Кожа у нее загорелась от желания большего, жара, прикосновений. Она опустила глаза и увидела его губы.
— А что же ты можешь?
В лунном свете она прочла желание в его глазах, и кровь загорелась, сладкая дрожь прошла внутри. Это ощущение было таким новым, таким странным, таким долгожданным, что она положила ладонь на живот.
— Ангел, что-нибудь не так?
— Ты, — чуть слышно выдохнула она.
— Что?
Рот у нее приоткрылся в ожидании, в надежде.

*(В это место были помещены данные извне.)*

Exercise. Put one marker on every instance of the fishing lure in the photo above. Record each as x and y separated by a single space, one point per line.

— Ты… Ты заставляешь меня чувствовать…
Тень недоумения пробежала по его лицу.
— Я заставляю тебя чувствовать?..
— И все. Ты заставляешь меня чувствовать.
Рассудок ей не повиновался, она не могла понять, к лучшему или к худшему такая откровенность, но ей было все равно. Оттого что он так близко.
Сверкая темными глазами, он наклонился к ней, нашел ее, притронулся к губам.
Один мягкий, нежный поцелуй.
Короткий стон сорвался с ее губ. Еще, прошу тебя, еще, беззвучно умоляла она, надеясь, что ее губы, ее тело сами говорят за нее. Надеясь, что он чувствует грудью ее твердые соски.
И сразу же ощутила на губах его дыхание. А потом их губы вновь соединились, и они утонули в таком чудесном, до костей пронизывающем поцелуе, что ей уже хотелось умереть, жить, любить. И где-то внизу живота, в том месте, не ведомом (она это знала) ни одному мужчине, зажглась боль.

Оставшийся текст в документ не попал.